%I A113336
%S A113336 2,1,6,6,18,12,18,42
%N A113336 Least integers, starting with 2, so ascending descending base exponent
transforms all prime.
%C A113336 This is the second sequence submitted as a solution to an "ascending
descending base exponent transform inverse problem" where the sequence
is iteratively defined such that the transform meets a constraint.
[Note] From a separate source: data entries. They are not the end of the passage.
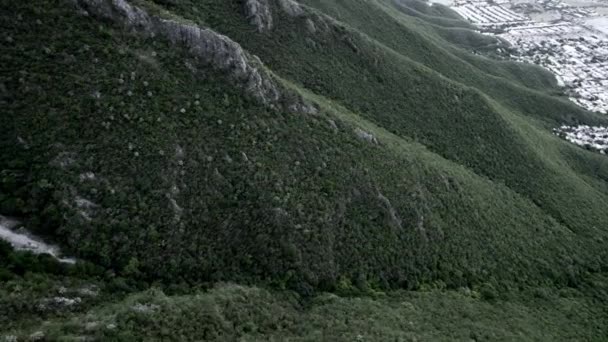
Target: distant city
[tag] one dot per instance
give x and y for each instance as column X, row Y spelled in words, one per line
column 569, row 38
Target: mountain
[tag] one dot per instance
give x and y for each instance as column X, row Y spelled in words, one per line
column 291, row 170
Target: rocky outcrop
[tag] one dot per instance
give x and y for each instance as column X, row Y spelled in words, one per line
column 210, row 48
column 259, row 14
column 291, row 7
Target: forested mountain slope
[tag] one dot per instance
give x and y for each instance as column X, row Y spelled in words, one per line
column 301, row 150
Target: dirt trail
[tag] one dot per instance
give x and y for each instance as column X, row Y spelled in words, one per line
column 22, row 240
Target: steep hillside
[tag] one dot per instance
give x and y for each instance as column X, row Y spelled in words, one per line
column 302, row 150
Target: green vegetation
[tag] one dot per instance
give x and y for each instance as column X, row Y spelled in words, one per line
column 426, row 200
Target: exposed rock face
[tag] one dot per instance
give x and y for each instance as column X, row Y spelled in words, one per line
column 259, row 14
column 211, row 48
column 365, row 136
column 291, row 7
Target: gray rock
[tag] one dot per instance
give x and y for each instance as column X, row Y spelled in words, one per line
column 291, row 7
column 211, row 48
column 366, row 136
column 259, row 14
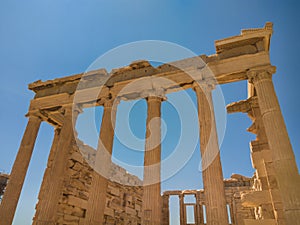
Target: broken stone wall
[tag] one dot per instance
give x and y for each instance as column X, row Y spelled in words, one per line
column 123, row 202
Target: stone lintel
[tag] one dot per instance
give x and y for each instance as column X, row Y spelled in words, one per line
column 255, row 198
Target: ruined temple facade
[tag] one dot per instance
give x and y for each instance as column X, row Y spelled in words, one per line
column 73, row 190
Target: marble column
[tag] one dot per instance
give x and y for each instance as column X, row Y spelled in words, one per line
column 43, row 194
column 55, row 179
column 199, row 213
column 165, row 210
column 216, row 213
column 152, row 209
column 282, row 153
column 15, row 183
column 97, row 197
column 181, row 209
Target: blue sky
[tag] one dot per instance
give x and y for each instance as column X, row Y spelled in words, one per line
column 49, row 39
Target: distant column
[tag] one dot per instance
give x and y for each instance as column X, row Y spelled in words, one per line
column 216, row 213
column 15, row 183
column 152, row 204
column 282, row 153
column 97, row 196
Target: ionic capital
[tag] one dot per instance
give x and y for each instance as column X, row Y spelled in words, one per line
column 36, row 114
column 206, row 86
column 261, row 73
column 112, row 103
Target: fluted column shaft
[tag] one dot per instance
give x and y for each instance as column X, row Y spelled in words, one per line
column 165, row 210
column 43, row 194
column 181, row 209
column 97, row 196
column 15, row 183
column 211, row 162
column 55, row 178
column 152, row 209
column 282, row 154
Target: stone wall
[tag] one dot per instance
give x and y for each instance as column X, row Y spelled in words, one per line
column 123, row 202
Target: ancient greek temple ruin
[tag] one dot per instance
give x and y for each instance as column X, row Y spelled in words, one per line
column 75, row 193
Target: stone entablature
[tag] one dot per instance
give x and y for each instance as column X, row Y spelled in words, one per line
column 59, row 101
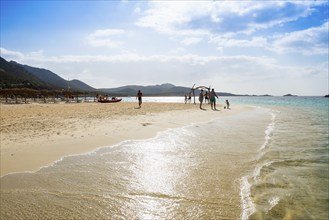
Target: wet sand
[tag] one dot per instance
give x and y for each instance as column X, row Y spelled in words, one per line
column 36, row 135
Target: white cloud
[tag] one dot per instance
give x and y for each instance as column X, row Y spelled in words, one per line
column 308, row 42
column 191, row 40
column 12, row 54
column 106, row 38
column 171, row 17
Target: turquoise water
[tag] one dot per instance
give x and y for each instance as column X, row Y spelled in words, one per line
column 270, row 162
column 290, row 179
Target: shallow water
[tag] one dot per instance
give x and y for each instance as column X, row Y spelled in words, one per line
column 268, row 163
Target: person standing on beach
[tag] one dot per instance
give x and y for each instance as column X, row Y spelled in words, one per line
column 139, row 96
column 227, row 104
column 201, row 98
column 212, row 98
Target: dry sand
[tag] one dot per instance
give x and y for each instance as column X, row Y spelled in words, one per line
column 36, row 135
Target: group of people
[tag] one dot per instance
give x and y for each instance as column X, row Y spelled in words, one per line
column 210, row 97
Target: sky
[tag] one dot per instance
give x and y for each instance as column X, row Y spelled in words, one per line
column 242, row 47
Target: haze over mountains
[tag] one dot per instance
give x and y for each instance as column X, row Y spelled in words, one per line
column 15, row 75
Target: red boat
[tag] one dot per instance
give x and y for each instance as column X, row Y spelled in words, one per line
column 105, row 100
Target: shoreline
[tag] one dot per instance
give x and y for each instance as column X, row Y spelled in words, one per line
column 37, row 135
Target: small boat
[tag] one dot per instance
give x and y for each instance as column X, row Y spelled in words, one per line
column 112, row 100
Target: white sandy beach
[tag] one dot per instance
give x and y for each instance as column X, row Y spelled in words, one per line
column 36, row 135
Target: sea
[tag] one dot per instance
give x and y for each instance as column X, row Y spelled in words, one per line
column 269, row 162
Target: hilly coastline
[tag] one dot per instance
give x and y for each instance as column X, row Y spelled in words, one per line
column 17, row 76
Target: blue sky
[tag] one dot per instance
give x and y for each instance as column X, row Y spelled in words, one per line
column 243, row 47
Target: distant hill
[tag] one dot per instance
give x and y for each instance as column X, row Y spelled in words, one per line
column 52, row 78
column 15, row 76
column 166, row 89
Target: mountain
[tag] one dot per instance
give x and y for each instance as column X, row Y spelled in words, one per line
column 15, row 76
column 52, row 78
column 154, row 90
column 166, row 89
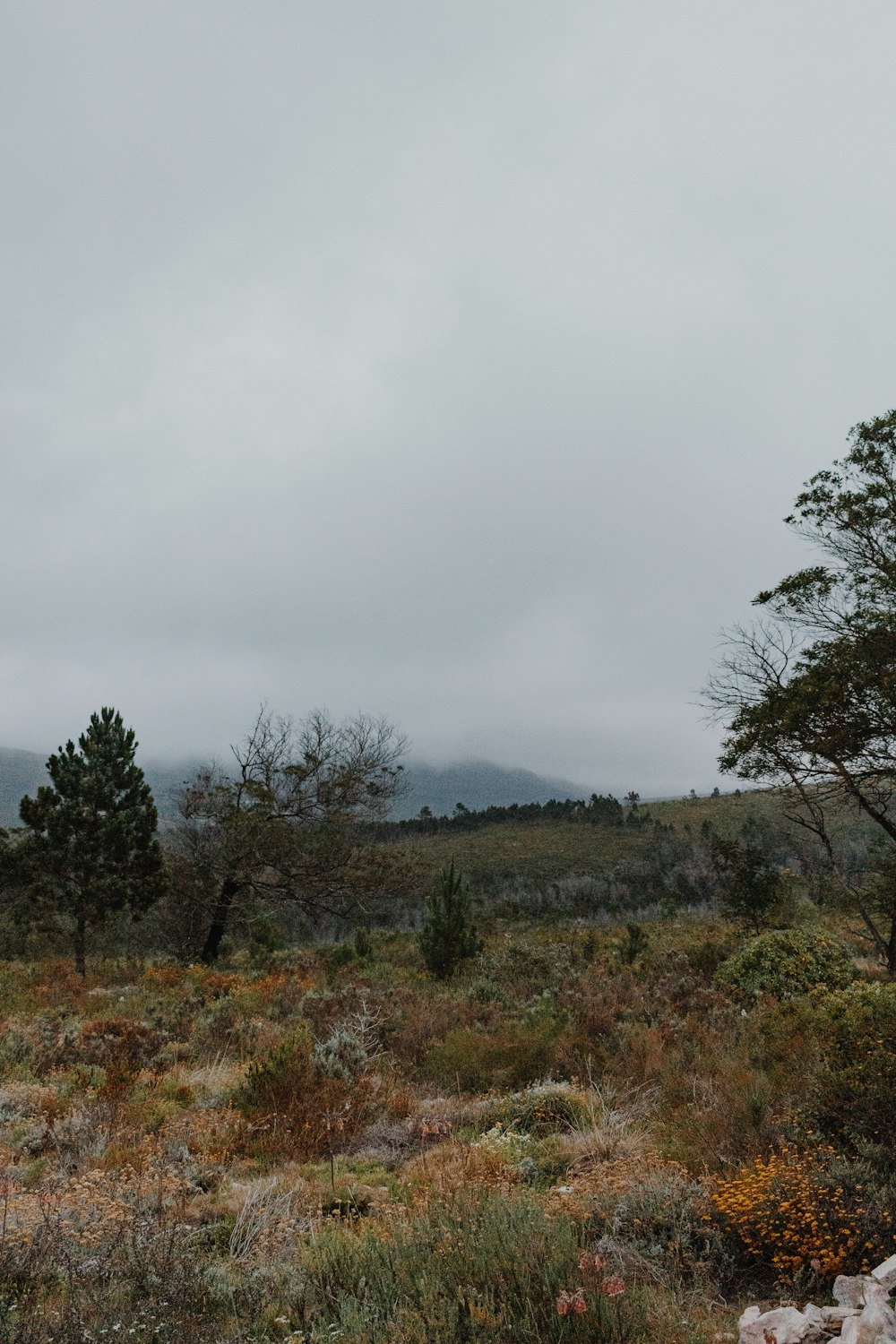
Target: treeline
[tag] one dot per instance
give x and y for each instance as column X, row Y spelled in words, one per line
column 598, row 811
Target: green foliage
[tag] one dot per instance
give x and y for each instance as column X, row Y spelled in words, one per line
column 363, row 943
column 90, row 846
column 280, row 1078
column 634, row 943
column 341, row 1055
column 753, row 889
column 786, row 962
column 857, row 1082
column 449, row 935
column 809, row 695
column 543, row 1109
column 516, row 1054
column 478, row 1268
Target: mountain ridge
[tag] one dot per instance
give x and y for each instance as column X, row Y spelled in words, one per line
column 474, row 782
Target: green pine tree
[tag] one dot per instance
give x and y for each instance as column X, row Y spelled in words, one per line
column 447, row 935
column 90, row 846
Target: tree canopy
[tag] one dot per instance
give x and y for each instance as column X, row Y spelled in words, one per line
column 809, row 694
column 287, row 823
column 89, row 841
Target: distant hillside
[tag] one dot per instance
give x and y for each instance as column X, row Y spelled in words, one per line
column 477, row 784
column 24, row 771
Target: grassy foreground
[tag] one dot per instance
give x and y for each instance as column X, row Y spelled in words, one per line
column 579, row 1137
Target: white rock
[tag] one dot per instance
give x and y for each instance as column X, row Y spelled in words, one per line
column 885, row 1273
column 834, row 1316
column 849, row 1289
column 786, row 1325
column 876, row 1322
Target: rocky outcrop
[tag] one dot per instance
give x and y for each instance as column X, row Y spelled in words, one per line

The sequence is probably infinite, but it is hard to characterize
the asymptotic cost of adding an n-th term (the 9th terms is at least
250). A003101 is the ascending descending base exponent transform
of natural numbers A000027. The ascending descending base exponent
transform applied to the Fibonacci numbers is A113122; applied to
the tribonacci numbers is A113153; applied to the Lucas numbers is
A113154.
%F A113336 a(1) = 2. For n>1: a(n) = min {n>0: SUM[from i = 1 to n] (a(i))^(a(n-i+1))
is prime}.
%e A113336 a(1) = 2 by definition.
%e A113336 a(2) = 1 because 1 is the min such that 2^a(2) + a(2)^2 is prime (p=3).
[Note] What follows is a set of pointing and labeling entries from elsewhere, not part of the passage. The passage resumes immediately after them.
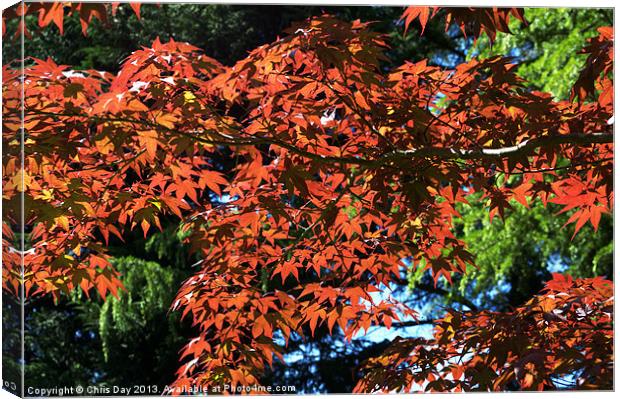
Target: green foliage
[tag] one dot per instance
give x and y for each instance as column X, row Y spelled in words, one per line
column 516, row 255
column 147, row 294
column 547, row 48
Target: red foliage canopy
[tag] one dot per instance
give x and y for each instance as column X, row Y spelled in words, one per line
column 338, row 173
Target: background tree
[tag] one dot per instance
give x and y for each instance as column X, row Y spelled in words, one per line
column 323, row 377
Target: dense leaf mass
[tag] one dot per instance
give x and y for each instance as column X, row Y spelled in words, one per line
column 341, row 175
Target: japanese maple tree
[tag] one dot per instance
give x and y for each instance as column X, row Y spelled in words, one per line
column 309, row 178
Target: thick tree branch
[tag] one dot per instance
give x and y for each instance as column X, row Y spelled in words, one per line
column 524, row 148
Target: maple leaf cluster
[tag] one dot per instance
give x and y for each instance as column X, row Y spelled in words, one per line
column 56, row 11
column 306, row 177
column 561, row 337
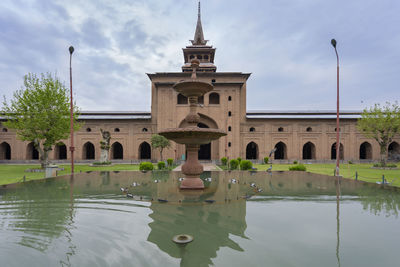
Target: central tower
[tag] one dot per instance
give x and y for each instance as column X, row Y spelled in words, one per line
column 199, row 50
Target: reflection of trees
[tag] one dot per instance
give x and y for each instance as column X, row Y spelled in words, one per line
column 211, row 226
column 41, row 210
column 378, row 200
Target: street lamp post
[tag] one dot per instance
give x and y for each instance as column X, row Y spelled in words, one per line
column 333, row 42
column 71, row 148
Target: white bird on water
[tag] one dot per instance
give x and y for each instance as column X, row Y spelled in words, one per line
column 269, row 169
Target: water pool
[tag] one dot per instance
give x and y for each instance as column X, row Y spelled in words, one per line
column 240, row 219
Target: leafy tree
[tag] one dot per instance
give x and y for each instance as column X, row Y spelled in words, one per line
column 40, row 113
column 160, row 142
column 381, row 123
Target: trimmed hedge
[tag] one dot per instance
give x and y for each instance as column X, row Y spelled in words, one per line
column 146, row 166
column 246, row 165
column 299, row 167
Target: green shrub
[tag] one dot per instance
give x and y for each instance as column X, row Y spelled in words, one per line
column 170, row 162
column 161, row 165
column 388, row 165
column 146, row 166
column 246, row 165
column 299, row 167
column 224, row 161
column 101, row 163
column 234, row 163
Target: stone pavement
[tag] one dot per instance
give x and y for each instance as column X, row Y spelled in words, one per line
column 206, row 166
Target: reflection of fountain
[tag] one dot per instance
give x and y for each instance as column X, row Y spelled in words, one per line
column 192, row 136
column 212, row 226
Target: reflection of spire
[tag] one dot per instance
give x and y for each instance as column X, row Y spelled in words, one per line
column 337, row 220
column 198, row 35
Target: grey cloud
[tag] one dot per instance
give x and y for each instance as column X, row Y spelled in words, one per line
column 92, row 34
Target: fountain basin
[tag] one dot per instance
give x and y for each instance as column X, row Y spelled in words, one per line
column 193, row 88
column 194, row 135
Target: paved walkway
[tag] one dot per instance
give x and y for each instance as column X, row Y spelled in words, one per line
column 207, row 167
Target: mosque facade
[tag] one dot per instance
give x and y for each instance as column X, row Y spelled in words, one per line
column 295, row 135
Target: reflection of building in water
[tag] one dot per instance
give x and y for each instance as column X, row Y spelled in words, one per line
column 211, row 225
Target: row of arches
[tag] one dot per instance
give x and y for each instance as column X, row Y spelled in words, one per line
column 252, row 151
column 213, row 99
column 88, row 151
column 309, row 151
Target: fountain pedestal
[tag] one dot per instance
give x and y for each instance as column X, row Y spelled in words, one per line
column 192, row 169
column 192, row 136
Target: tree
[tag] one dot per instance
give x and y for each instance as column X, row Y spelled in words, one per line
column 381, row 123
column 160, row 142
column 40, row 113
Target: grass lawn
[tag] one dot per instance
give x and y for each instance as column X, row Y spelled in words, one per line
column 365, row 172
column 15, row 173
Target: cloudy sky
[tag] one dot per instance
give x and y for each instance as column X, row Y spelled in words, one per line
column 285, row 44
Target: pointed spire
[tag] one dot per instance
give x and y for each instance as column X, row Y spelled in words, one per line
column 198, row 35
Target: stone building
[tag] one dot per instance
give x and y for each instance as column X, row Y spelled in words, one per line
column 298, row 135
%e A113336 a(3) = 6 because 6 is the min such that 2^a(3) + 1^1 + a(3)^2 is prime
(2^6 + 1^1 + 6^1 = 101).
%e A113336 a(4) = 6 because 2^6 + 1^6 + 6^1 + 6^2 = 107 is prime.
%e A113336 a(5) = 18 because 2^18 + 1^6 + 6^6 + 6^1 + 18^2 = 309131 is prime.
%e A113336 a(6) = 12 because 2^12 + 1^18 + 6^6 + 6^6 + 18^1 + 12^2 = 97571 is prime.
%e A113336 a(7) = 18 because 2^18 + 1^12 + 6^18 + 6^6 + 18^6 + 12^1 + 18^2 = 101559990989777
is prime.
%e A113336 a(8) = 42 because 2^42 + 1^18 + 6^12 + 6^18 + 18^6 + 12^6 + 18^1 + 42^2
= 105960216961847 is prime.
%e A113336 a(9) > 250.
%Y A113336 Cf. A000040, A005408, A113122, A113153, A113154.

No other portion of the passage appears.